Exercise - Three Objects, Three Trees

(In a 2-day format, this could be assigned as homework).

The goal of this exercise is to solidify two major concepts:

  • The Three Objects - the git data model
  • The Three Trees - managing local changes

Work through this entire exercise, poking around in the project repo you started in Session 1. We'll have already touched on these concepts, but this exercise is designed to test and expand your understanding.

This should help you hit the ground running in Session Two.

Table of Contents

Review Basic Unix and Shell.

Set up git aliases

This activates cool bash shortcuts for working with git from the bash prompt.

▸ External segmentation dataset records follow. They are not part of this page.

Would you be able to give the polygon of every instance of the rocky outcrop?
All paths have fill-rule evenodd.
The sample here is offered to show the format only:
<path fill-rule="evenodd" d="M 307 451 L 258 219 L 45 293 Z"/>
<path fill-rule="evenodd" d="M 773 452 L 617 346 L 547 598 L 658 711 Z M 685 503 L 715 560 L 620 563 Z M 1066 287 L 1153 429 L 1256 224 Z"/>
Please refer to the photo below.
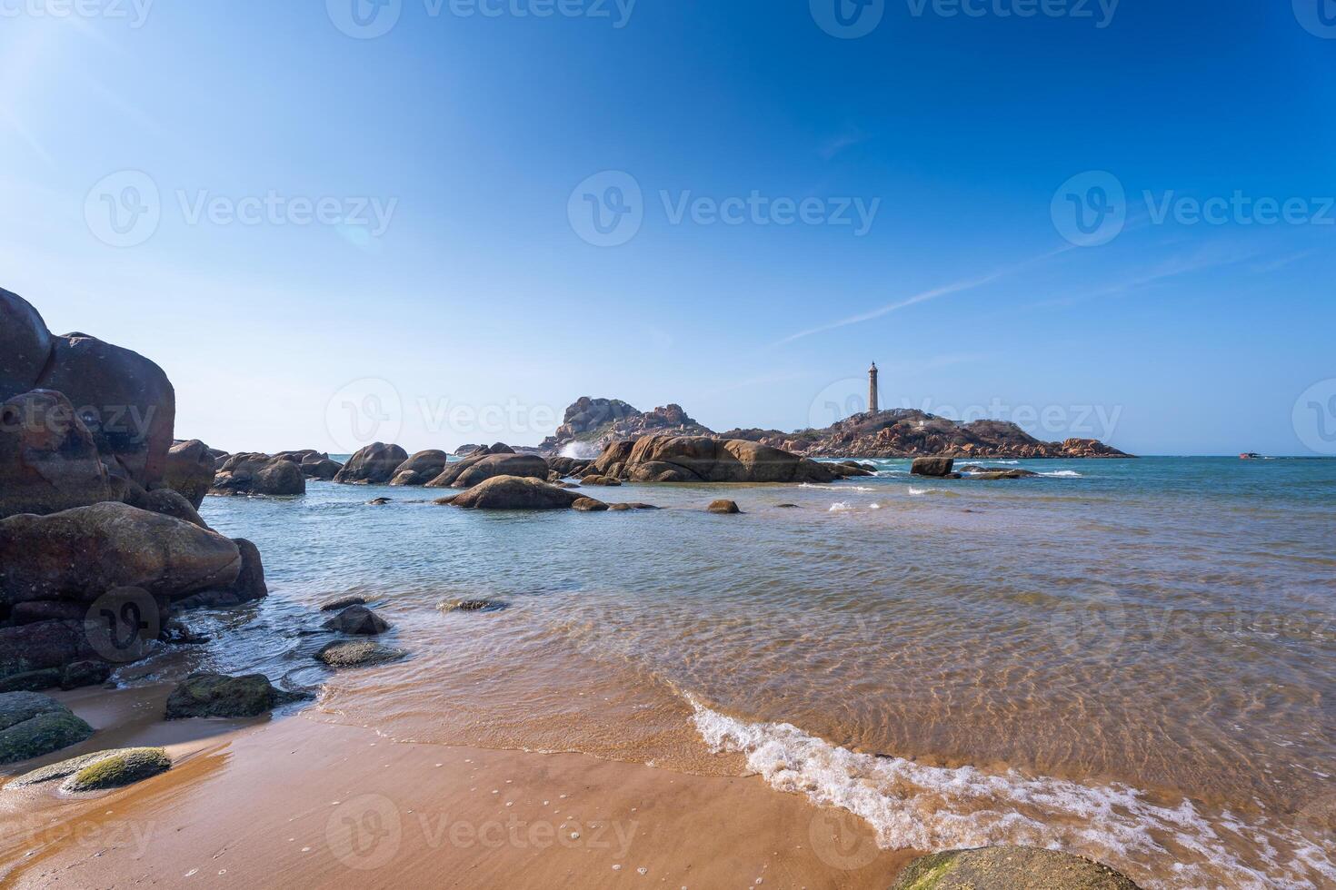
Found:
<path fill-rule="evenodd" d="M 31 761 L 92 735 L 68 707 L 37 693 L 0 695 L 0 765 Z"/>
<path fill-rule="evenodd" d="M 615 442 L 592 471 L 632 482 L 811 482 L 850 475 L 848 467 L 806 458 L 739 439 L 644 436 Z"/>
<path fill-rule="evenodd" d="M 298 698 L 274 689 L 263 674 L 191 674 L 167 697 L 167 719 L 259 717 Z"/>
<path fill-rule="evenodd" d="M 915 476 L 945 479 L 951 475 L 951 468 L 954 466 L 954 458 L 915 458 L 914 463 L 910 464 L 910 472 Z"/>
<path fill-rule="evenodd" d="M 464 460 L 452 463 L 432 482 L 428 488 L 472 488 L 494 476 L 521 476 L 529 479 L 548 478 L 548 462 L 536 454 L 476 452 Z"/>
<path fill-rule="evenodd" d="M 370 667 L 406 658 L 402 648 L 390 648 L 369 639 L 347 639 L 330 643 L 315 652 L 315 660 L 330 667 Z"/>
<path fill-rule="evenodd" d="M 163 482 L 199 510 L 204 495 L 214 486 L 214 451 L 199 439 L 179 442 L 167 451 L 167 472 Z"/>
<path fill-rule="evenodd" d="M 98 444 L 64 395 L 33 390 L 0 406 L 0 519 L 118 500 L 124 492 L 112 491 Z"/>
<path fill-rule="evenodd" d="M 425 486 L 445 471 L 445 464 L 450 462 L 450 455 L 436 448 L 418 451 L 407 460 L 394 468 L 390 478 L 391 486 Z"/>
<path fill-rule="evenodd" d="M 357 486 L 379 486 L 394 478 L 394 471 L 409 459 L 407 452 L 395 446 L 374 442 L 349 458 L 334 482 Z"/>
<path fill-rule="evenodd" d="M 566 510 L 580 499 L 578 494 L 540 479 L 493 476 L 464 494 L 436 503 L 465 510 Z"/>
<path fill-rule="evenodd" d="M 325 622 L 325 630 L 353 636 L 375 636 L 390 628 L 389 622 L 366 606 L 349 606 L 334 618 Z"/>
<path fill-rule="evenodd" d="M 668 404 L 653 411 L 637 411 L 620 399 L 591 399 L 581 396 L 566 408 L 565 420 L 556 435 L 540 446 L 544 451 L 560 451 L 570 443 L 587 443 L 604 448 L 620 439 L 637 439 L 649 434 L 712 436 L 711 430 L 696 423 L 680 404 Z"/>
<path fill-rule="evenodd" d="M 55 336 L 29 303 L 0 290 L 0 400 L 33 390 L 69 400 L 112 478 L 162 483 L 176 416 L 162 368 L 87 334 Z"/>
<path fill-rule="evenodd" d="M 214 476 L 215 495 L 293 496 L 306 494 L 302 468 L 282 456 L 243 452 L 230 456 Z"/>
<path fill-rule="evenodd" d="M 1042 442 L 1003 420 L 958 423 L 915 408 L 855 414 L 824 430 L 723 434 L 810 458 L 1129 458 L 1094 439 Z"/>
<path fill-rule="evenodd" d="M 891 890 L 1137 890 L 1106 865 L 1035 847 L 950 850 L 914 859 Z"/>
<path fill-rule="evenodd" d="M 118 587 L 170 600 L 231 587 L 240 570 L 227 538 L 122 503 L 0 520 L 0 607 L 88 604 Z"/>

$ cat bin/git-aliases.sh  # See what's there
$ source bin/git-aliases.sh   # Activate aliases in current shell
$ bin/append-aliases-to-profile.sh  # So they'll be part of future shells.
$ adog  # This should work now.

Git versus Github

The git client is a big bag of commands for implementing version control using a local content-addressable DB (aka a repository, or "repo"), as well as efficiently communicating with other, remote repos--a Distributed Version Control System, or DVCS. Git was written by Linus Torvalds in 2005 for version-controlling the Linux kernel.

In 2008, the social coding platform github.com came into existence, built around the git client.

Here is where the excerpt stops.